Not much calm before the storm

In the long hours before a boxer enters the ring, he must battle fear, doubts and-toughest of all-time.

He looks directly at you but doesn’t really see you. He hears your words but doesn’t really listen. He is doing time in another place. He’s a boxer on ice, a puncher who cannot yet punch. All he can do is think, warm up, wait, and think some more.

Charles Whittaker

The loneliness of the long-distance boxer. Caymanian Charles Whittaker left home to pursue boxing glory and make himself into a champion in the United States. The miles mean nothing, however, as he says he has never felt closer to his country and his people. In the long hours before every fight, here or away, he spars with memories, debts owed and the haunting images of those who doubt him.
Photo: Guy P. Harrison

As in any sport, the hours before a competition are a tense time for a boxer. Boxing brings additional layers of anxieties and concerns, however. Not only does one have to contemplate losing publicly, there is also the danger of losing consciousness publicly.

What really goes on inside the mind of a fighter just before a big fight? How do they transform themselves from normal people into warriors capable of waging hand-to-hand combat in front of an audience?

‘Before the fight I try to stay relaxed,’ explains Charles Whittaker, Cayman’s most accomplished boxer ever. ‘I try to think about what I have to do. I concentrate on making sure that my punches are precise, that I’m not wild.’

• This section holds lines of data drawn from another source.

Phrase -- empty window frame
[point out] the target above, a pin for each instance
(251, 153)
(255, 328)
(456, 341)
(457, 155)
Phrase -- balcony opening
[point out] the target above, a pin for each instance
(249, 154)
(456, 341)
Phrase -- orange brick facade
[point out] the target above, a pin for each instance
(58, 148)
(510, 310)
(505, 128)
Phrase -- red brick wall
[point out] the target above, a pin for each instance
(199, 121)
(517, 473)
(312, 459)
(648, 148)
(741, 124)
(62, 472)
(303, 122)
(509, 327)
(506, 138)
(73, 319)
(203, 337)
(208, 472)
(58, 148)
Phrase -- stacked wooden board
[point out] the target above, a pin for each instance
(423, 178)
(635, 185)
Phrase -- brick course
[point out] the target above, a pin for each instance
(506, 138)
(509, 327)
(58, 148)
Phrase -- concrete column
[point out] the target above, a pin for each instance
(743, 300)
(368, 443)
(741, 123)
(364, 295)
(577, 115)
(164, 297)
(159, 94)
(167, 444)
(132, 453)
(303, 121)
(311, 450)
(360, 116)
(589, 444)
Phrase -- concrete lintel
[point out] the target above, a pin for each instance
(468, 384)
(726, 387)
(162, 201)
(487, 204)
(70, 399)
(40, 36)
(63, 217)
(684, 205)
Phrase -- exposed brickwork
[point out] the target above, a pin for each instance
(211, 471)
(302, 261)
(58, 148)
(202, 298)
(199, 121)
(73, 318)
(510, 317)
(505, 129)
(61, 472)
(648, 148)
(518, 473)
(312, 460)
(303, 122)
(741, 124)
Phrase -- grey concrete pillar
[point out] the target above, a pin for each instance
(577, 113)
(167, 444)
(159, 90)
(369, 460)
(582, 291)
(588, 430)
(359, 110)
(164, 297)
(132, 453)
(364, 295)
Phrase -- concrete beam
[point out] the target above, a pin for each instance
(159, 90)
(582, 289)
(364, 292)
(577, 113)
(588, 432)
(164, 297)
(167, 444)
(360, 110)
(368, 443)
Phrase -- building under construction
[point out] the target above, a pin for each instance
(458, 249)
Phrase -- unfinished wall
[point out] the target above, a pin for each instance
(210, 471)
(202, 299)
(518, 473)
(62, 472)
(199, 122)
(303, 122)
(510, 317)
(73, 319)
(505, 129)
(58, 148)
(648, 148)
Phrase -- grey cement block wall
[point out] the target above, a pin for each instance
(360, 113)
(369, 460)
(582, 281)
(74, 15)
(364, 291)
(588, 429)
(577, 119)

There are more than mechanics and strategy to sort out before the first bell rings, however. Boxing is a sport that demands extreme emotion. While rage or fear may not be necessary to box, there is a certain fire from within that must be present if one is to trade blows with a well-trained athlete and hope to come out on top. Whittaker stokes this furnace in the hours before a fight just as diligently as he reviews his fight plan.

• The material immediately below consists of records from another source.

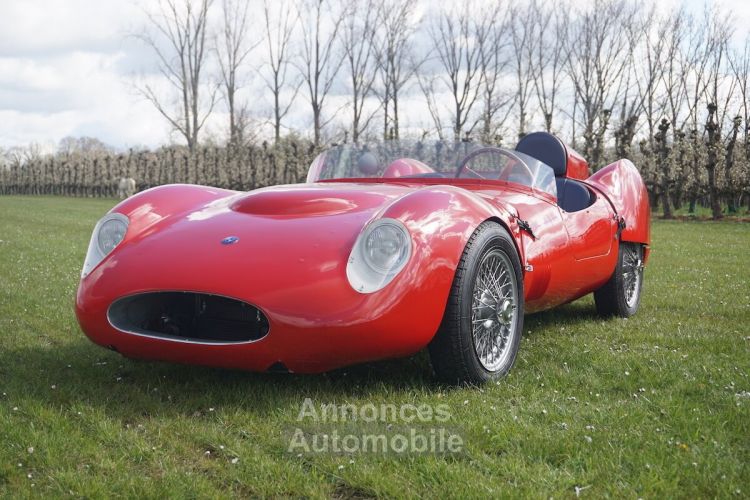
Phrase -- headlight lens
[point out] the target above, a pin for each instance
(111, 233)
(379, 254)
(108, 233)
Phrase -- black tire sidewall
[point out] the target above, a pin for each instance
(493, 237)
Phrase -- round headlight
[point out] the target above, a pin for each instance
(108, 233)
(379, 254)
(111, 233)
(385, 246)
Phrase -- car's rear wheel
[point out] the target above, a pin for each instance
(481, 329)
(621, 295)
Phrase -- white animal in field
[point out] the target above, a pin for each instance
(126, 187)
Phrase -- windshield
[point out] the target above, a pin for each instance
(432, 159)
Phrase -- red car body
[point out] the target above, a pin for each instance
(293, 243)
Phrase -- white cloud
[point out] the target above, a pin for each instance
(67, 68)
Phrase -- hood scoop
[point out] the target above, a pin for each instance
(306, 201)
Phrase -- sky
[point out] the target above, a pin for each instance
(68, 67)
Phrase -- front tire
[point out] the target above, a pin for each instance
(481, 329)
(621, 295)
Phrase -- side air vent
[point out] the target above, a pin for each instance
(188, 317)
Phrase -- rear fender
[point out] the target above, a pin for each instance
(623, 186)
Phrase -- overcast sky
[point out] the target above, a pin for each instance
(67, 69)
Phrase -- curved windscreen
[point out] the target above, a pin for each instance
(434, 159)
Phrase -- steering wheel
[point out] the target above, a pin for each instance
(486, 150)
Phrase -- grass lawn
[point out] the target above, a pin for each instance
(654, 406)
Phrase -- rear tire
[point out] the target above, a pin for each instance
(481, 329)
(621, 295)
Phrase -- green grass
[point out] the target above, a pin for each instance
(657, 405)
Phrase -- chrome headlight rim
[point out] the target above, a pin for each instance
(96, 253)
(366, 277)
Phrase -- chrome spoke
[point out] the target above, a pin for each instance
(632, 274)
(494, 310)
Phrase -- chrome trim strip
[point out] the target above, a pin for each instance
(179, 340)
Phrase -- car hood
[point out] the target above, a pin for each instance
(298, 226)
(312, 200)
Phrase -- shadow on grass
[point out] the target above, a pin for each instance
(568, 314)
(84, 374)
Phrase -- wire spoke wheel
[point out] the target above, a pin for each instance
(632, 274)
(494, 311)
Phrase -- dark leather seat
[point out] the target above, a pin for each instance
(572, 195)
(546, 148)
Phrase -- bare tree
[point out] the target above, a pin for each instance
(549, 56)
(523, 30)
(182, 24)
(492, 38)
(279, 27)
(595, 66)
(648, 63)
(395, 58)
(451, 33)
(233, 47)
(739, 61)
(358, 43)
(320, 58)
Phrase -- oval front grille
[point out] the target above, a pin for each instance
(188, 317)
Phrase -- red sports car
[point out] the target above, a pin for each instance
(386, 250)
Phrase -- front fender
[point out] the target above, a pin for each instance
(152, 208)
(441, 220)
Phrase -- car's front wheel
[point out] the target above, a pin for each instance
(481, 329)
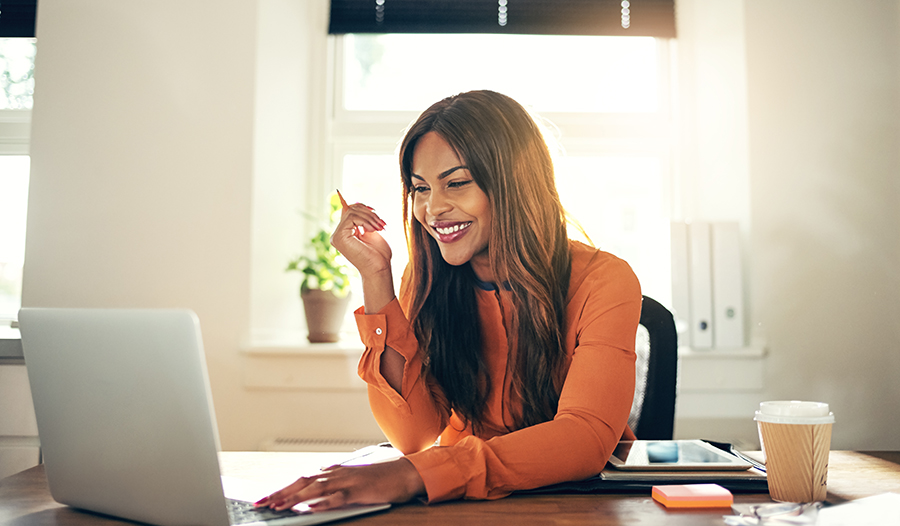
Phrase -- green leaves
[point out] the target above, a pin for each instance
(325, 268)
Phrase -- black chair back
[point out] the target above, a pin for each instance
(653, 417)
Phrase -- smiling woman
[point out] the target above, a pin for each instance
(606, 102)
(508, 344)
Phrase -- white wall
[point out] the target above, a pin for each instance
(824, 128)
(147, 131)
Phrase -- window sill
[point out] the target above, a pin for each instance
(290, 362)
(10, 347)
(754, 350)
(295, 344)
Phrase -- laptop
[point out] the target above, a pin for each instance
(126, 419)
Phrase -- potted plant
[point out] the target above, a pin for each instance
(325, 285)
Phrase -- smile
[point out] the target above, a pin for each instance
(448, 232)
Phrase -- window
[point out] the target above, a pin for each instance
(608, 99)
(16, 89)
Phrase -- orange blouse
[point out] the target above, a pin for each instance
(603, 310)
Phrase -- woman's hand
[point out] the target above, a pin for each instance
(357, 238)
(338, 486)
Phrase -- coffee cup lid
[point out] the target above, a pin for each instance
(794, 412)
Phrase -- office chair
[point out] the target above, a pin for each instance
(653, 409)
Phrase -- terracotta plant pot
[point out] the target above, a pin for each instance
(324, 314)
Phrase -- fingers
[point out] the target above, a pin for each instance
(363, 219)
(342, 486)
(344, 205)
(319, 492)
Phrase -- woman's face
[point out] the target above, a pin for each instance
(450, 205)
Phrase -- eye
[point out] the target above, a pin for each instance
(459, 184)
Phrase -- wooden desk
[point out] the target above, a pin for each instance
(25, 500)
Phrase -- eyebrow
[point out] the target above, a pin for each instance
(445, 173)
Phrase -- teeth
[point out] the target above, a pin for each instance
(452, 229)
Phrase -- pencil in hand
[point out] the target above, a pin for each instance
(344, 204)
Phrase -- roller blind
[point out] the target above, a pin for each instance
(654, 18)
(17, 18)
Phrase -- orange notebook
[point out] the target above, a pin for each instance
(693, 496)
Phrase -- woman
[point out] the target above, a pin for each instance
(509, 343)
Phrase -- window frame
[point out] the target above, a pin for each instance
(582, 134)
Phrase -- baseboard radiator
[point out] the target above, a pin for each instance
(317, 444)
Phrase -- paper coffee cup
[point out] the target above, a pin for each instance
(796, 437)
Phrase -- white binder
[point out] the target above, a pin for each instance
(701, 328)
(728, 292)
(681, 294)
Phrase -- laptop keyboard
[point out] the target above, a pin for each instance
(240, 512)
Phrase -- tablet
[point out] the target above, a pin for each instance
(673, 455)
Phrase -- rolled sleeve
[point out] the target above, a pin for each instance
(388, 328)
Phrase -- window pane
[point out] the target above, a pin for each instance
(375, 181)
(16, 73)
(619, 202)
(400, 72)
(13, 199)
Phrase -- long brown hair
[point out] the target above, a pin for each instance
(505, 152)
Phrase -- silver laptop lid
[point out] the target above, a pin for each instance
(124, 413)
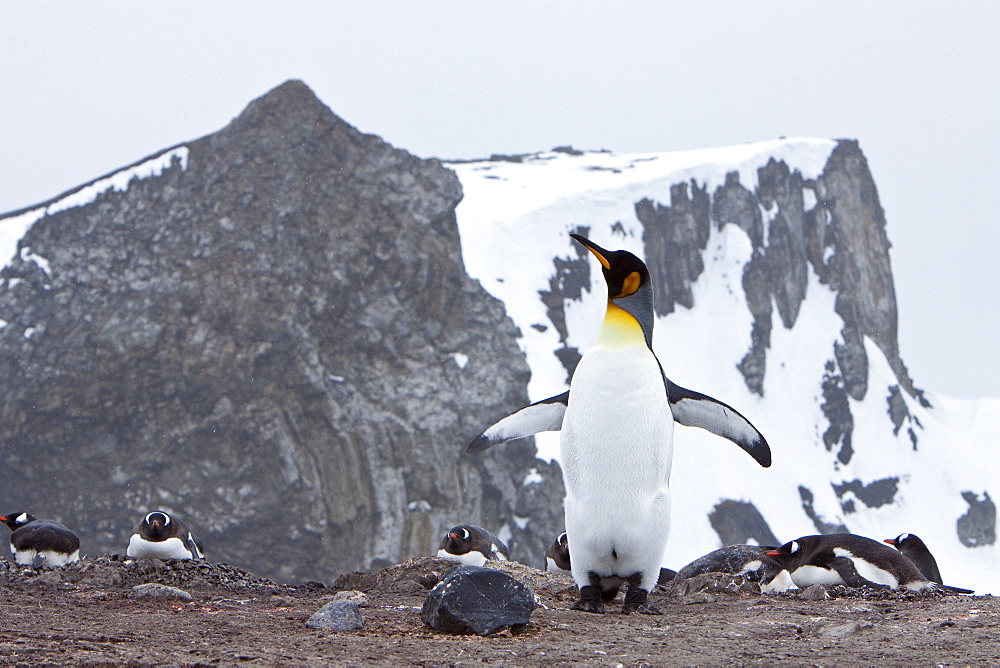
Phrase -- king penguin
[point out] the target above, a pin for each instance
(38, 543)
(160, 535)
(616, 442)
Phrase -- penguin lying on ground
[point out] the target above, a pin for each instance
(472, 545)
(751, 561)
(914, 549)
(845, 558)
(38, 543)
(616, 444)
(163, 536)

‘Before the fight I think about where I’m at and where I’ve come from,’ he says. ‘I tell myself that this is just another fight. I’ve been here before.’

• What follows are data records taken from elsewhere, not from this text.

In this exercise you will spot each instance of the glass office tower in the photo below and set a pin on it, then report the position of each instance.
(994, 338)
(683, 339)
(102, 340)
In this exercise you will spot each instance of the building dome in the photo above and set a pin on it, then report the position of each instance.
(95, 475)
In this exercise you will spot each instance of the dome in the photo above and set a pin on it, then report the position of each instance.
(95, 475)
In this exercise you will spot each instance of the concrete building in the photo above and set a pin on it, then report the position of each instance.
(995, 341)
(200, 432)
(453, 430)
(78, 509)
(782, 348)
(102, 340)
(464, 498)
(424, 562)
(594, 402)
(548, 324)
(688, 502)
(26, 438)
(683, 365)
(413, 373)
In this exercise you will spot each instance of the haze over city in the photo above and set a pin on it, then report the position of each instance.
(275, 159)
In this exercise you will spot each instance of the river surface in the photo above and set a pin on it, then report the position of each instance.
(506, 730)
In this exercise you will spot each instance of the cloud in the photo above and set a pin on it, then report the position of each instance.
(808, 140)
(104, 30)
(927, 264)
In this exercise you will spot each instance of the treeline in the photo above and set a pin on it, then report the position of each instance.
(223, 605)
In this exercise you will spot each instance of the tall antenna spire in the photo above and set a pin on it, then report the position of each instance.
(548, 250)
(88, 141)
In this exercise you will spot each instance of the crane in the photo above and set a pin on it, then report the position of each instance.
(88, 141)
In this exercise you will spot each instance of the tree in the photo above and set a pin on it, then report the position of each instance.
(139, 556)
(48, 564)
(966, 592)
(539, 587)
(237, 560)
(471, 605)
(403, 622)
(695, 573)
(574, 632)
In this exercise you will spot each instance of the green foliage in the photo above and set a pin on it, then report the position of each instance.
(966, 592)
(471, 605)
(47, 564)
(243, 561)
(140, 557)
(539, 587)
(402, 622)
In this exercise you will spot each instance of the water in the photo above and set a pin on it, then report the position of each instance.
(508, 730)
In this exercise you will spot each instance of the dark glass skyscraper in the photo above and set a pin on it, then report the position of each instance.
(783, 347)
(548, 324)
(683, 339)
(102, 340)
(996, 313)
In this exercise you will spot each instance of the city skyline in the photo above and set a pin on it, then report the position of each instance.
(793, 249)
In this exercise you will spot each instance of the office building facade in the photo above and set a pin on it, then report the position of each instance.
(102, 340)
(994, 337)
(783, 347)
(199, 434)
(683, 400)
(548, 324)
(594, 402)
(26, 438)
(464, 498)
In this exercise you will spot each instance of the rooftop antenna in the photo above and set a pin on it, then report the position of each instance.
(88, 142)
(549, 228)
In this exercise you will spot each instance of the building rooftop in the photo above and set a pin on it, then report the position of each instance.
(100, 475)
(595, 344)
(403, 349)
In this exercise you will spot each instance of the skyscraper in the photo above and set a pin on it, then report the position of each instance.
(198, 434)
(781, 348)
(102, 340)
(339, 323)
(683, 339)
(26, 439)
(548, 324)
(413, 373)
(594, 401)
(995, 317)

He says he thinks about his mother, his friends and all the people who helped him along the way. He also thinks briefly about those who said and still say he’s not good enough.

About an hour before the first bell, trainer Norman Wilson begins taping Whittaker’s hands. Wilson pays close attention to every finger, every knuckle. At various stages of the process he asks Whittaker if it feels right. Wilson is upbeat and cracks a few jokes. But Whittaker is all business throughout. No smiles. Not a thing to say. It seems he would prefer to end the waiting and get into the ring now.

After getting taped, the boxer roams the room, glancing at his reflection in the wall mirror. The slide of Whittaker’s boots is the only thing heard as he shadowboxes. He is quick and sharp. His punches snap like the strikes of venomous snakes. A rare and powerful union of mind and body is nearly complete. The Charles Whittaker boxing ensemble is about to play.

As the time draws closer, the quiet intensity within the room rises. He jabs and moves, boxing an opponent that is not yet in front of him. Sweat flows now. Wilson barks the occasional encouraging word but it mostly respectfully of the silence. Whittaker, the WBA, WBC and IBO junior middleweight champion, is ready. He’s ready to climb into the ring one more time. Before taking that long walk through the cheering crowd, however, he does one more thing.

Charles Whittaker raises his arms in triumph. In his mind, he as already won. The rest is a formality.

Whittaker earned his 16th career knockout in the first round that night. He is now 26-12-1, and already thinking about his next fight.